Barbara Vine is one of the pen names of Ruth Rendell, who is considered one of the best modern mystery writers. Before The Minotaur, I hadn’t read anything by her (under either name), so I can’t compare how her Vine books compare with her others. I will say that although this book was published by “Vintage Crime,” I haven’t the slightest idea why this book would really be considered a mystery or even a crime novel. Yes, someone dies. No, that doesn’t make it a mystery. Why this book with a death in it is considered anything other than literary fiction is really the only mystery to me. There are so many “literary” books published every year that are not nearly as well written, have worse character development, and contain fewer psychological insights than this novel does.

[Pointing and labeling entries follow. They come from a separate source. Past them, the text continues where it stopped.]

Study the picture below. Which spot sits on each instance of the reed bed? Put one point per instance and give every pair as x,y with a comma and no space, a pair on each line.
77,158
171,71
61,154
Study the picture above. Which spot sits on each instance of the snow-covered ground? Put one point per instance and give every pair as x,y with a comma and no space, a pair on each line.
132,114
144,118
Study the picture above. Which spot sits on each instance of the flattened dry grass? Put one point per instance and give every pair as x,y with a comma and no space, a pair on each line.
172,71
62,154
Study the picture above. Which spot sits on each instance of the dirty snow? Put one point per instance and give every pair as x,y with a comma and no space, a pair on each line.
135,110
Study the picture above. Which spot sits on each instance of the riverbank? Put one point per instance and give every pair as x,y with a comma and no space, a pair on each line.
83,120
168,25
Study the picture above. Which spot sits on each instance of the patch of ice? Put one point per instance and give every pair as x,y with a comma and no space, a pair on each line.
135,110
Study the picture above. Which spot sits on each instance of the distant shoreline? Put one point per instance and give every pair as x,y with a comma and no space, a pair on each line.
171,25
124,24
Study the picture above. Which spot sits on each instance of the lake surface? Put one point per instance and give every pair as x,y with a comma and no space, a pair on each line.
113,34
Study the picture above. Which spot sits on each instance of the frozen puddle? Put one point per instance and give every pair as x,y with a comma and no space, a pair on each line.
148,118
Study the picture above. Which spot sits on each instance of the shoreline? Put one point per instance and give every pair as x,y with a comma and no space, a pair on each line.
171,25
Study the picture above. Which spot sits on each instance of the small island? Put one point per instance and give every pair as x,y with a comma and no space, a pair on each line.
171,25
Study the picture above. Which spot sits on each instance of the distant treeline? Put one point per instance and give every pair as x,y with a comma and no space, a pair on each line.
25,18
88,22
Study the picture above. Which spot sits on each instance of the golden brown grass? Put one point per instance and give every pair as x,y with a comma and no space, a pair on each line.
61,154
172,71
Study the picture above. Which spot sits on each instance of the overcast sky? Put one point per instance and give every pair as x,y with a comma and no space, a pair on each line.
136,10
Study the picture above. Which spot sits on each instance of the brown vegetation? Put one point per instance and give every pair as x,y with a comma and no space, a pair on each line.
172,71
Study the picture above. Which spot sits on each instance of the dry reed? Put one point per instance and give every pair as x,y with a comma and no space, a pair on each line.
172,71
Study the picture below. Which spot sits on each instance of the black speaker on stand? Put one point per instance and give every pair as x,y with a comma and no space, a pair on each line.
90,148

I would say that The Minotaur is a suspenseful piece of literature that happens to have a murder in it.

With that complaint out of the way, I’m sure that by now most of you can tell that I loved this book. The story centers around a Swedish nurse, Kerstin, who takes a job as a nurse at an old English country house in the 1960s. As time goes by, Kerstin begins to know the family–a mother, three daughters, and a son–and their eccentric ways and relationships. She also learns about the funny little town they live in and the people who live there. The interesting thing about this book is that there isn’t a single bit of coincidence or sleuthing–instead, it’s all about the psychology of what makes people act the way they do. The events of the plot occur not because someone has a crazy motive or because something unexpected happened, they occur because of the natural tensions that arise out of complex and convoluted personal relationships. For that reason, The Minotaur was unlike any other “mystery” book I’ve read, and now I understand why Vine/Rendell is considered a master of suspense. I can’t wait to pick up another one of her books!



  1. I love Ruth Rendell, especially when she’s writing as Barbara Vine. This wasn’t my favorite Vine (A Dark-Adapted Eye is my fave), but even mid-level Vine is better than most psychological suspense novels out there.

    As for her Rendell books, I think they’re closer to being traditional crime novels, and they’re also usually quite good. I tend to avoid her Inspector Wexford books, but I’ve liked the others.

    • I’m glad that I have several other excellent Vine’s ahead of me!

  2. I’m so pleased that you like Barbara Vine! I recommend her to anyone that will listen to me. Vine/Rendell has written so many great books. I really recommend Anna’s Book. And The Blood Doctor. . . I could go on and on. I enjoy the Wexford books also, and the short stories.

    • Anna’s Book is definitely on my to-read-soon list; I just have to find a copy in the US!

  3. I love Barbara Vine/Ruth Rendell’s novels and I’ve read quite a few of them (most of the Vines) and she doesn’t always fit the mystery/crime mold well. I think it is the psychological aspect that puts here there–usually something bad has happened and the story revolves around figuring out why. If you liked this one, some of her older books are even better! I liked The Minotaur a lot. A Dark Adapted Eye is also my favorite but also loved A Fatal Inversion, Anna’s Book and A Judgement in Stone, which is a Rendell novel. Really, almost anything by her is going to be good!

    • I think you’re definitely right–the psychology in her novels really differentiates her. I will be on the lookout for some of the titles you mentioned.